Tag: Friendster

  • Friendster goes PHP

    An item I saw yesterday but forgot to blog about: Friendster goes PHP. Pretty cool.

    Finally on Friday we launched a platform rearchitecture based on loose-coupling, web standards, and a move from JSP (via Tomcat) to PHP. The website doesn’t look much different, but hopefully we can now stop being a byword for unacceptably poky site performance.

    I haven’t had much of a chance yet to use Friendster to see if it truly is faster, so I can’t personally comment on that aspect. And predictably, this is going to bring all sorts of people out of the woodwork arguing over the relative merits of Java/JSP (which was old Friendster) versus PHP… just look at the comments on the link above to see it already happening. And while debate and disagreement can be healthy and productive, how about a quick reality check to everyone:

    PHP is good. Java is good. Both have their merits and disadvantages. Loudly complaining that [Java|PHP] is the only true way and the other is crap is boring and uninformed.

  • More Friendster Notes

    I’ve noticed from the referrer logs that my earlier Friendster post is the #3 result on Google for the search phrase “Friendster is slow“, so I figured it was high time I revisited Friendster and poke around a bit more, to see what I could find out.
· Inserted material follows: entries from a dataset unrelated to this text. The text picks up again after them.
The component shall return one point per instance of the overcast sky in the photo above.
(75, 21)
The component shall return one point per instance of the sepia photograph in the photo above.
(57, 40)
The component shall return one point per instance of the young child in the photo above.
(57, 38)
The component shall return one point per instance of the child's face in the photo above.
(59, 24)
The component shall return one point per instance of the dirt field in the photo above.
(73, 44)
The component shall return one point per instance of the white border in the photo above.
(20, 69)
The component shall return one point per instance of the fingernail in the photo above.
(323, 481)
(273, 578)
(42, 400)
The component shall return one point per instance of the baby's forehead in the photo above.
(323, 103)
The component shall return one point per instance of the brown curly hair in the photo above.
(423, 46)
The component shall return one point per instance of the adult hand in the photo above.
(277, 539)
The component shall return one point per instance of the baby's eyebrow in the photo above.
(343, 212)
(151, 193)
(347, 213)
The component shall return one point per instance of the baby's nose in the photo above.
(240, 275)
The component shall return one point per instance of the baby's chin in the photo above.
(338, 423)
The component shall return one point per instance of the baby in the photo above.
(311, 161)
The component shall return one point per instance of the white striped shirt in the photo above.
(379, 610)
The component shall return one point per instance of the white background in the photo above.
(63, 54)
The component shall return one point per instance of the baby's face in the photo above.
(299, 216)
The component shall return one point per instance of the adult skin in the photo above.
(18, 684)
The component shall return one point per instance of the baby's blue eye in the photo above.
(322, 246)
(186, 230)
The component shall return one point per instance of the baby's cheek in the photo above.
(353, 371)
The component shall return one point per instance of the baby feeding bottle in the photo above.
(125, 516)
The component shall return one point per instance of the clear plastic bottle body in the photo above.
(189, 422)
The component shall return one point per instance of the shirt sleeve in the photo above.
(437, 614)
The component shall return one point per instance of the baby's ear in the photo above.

    It was still slow, but not as fatally slow as the first time I was playing with it. I had previously created a profile for myself and uploaded a picture, but I had not invited friends to join. I was curious to find out if I could use Friendster without any friends (irony! irony!), and the answer is “yes,” albeit conditionally.

    About the only thing you can do when you don’t have any friends—apart from inviting some—is search for other users. However, I’ll save you some time on that right here: you can only search for users from your personal network—that is to say, friends of friends of friends (ad nauseum); if you don’t have any friends, and by extension no network, then you’ll always end up with 0 users found on the search results.

    This wasn’t obvious to me from the way the site was set up, but for sake of argument let’s say I’m socially stunted and overlooked the fact that a site that’s designed to network among friends wouldn’t naturally let you search for strangers… anyway, maybe it was obvious in hindsight and I missed it. Moving on.

    I invited some friends. Five that I could think of that (hopefully) wouldn’t think I was too weird in sending them emails inviting them to my Friendster network. Okay, nothing to do after that but log off and wait.

    A little while later, my brother had registered with Friendster and suddenly I had a friend! But then I ended up asking myself, “What now?” There still wasn’t any obvious benefit to this system that I could see.

    Then, later in the day, another friend registered on the site (I got an email notifying me of this). Didn’t have time to check it out at the time, I was heading home from work. Also didn’t figure there would be any more to do with Friendster with two friends instead of one, so it wasn’t a big priority.

    But by the time I logged back into it from home, my jaw dropped: I suddenly have 400 people in my personal network! It turns out my brother linked to two more friends, who in turn link out to friends, who link to more friends, etc. Very six degrees of separation.

    Now I can see the value in what’s going on here. I have access to a network of people that I can browse, search (by demographics or by interests), contact. (Noting, of course, recent stories about how a lot of Friendster accounts are fake as people assume different identities online or are just playing around.) Very interesting. I haven’t decided what I’ll actually do with Friendster yet, aside from figuring it out.

    Here’s something interesting, though: When I logged on and found my network of 400 people, Friendster seemed to run faster than when I had none. This is counter-intuitive; it should run more slowly when it’s sifting through larger data sets (ie. larger networks). The only thing I can figure is that their data queries are either highly unoptimised—perhaps brute-force searching through all the users to find out none were in my network?—or when dealing with zero-user networks (ie. no friends), the database/system/whatever is dealing with NULLs improperly. And any good database tech can tell you that NULLs can be a killer. It’s very odd.

  • Friendster

    I signed up for a new online tool/technology today called Friendster. Maybe you’ve heard of it; it’s “an online community that connects people through networks of friends” for meeting new people. So far I haven’t really figured out what it’s supposed to do for me, because the site is still very much in beta: most of the pages were slow-loading, the people search didn’t give me any results (they’re rumored to have 300,000+ members, so I’d expect some results), and the site just stopped responding to me after several minutes of use each time I tried.

    Perhaps the slowness is due to increased exposure to curious users after the write-up it got in Wired by Xeni Jardin (that’s such a great William Gibson-esque name), though I doubt it. I’ll play with it some more, and report what I find.

    Interestingly, what got me to Friendster was a link on Robert Scoble’s weblog for Tribe.net, which is another beta social/community website that’s making the rounds—and Xeni Jardin (there she is again) on Boing Boing talking about Tribe.net and writing that she won’t be “ditching her Friendster account anytime soon”—all of which made me curious. So I’ll probably go and try out Tribe.net now, too, because Friendster is slow.

    How’s that for making connections and providing links? I think the ultimate social software application is the blog.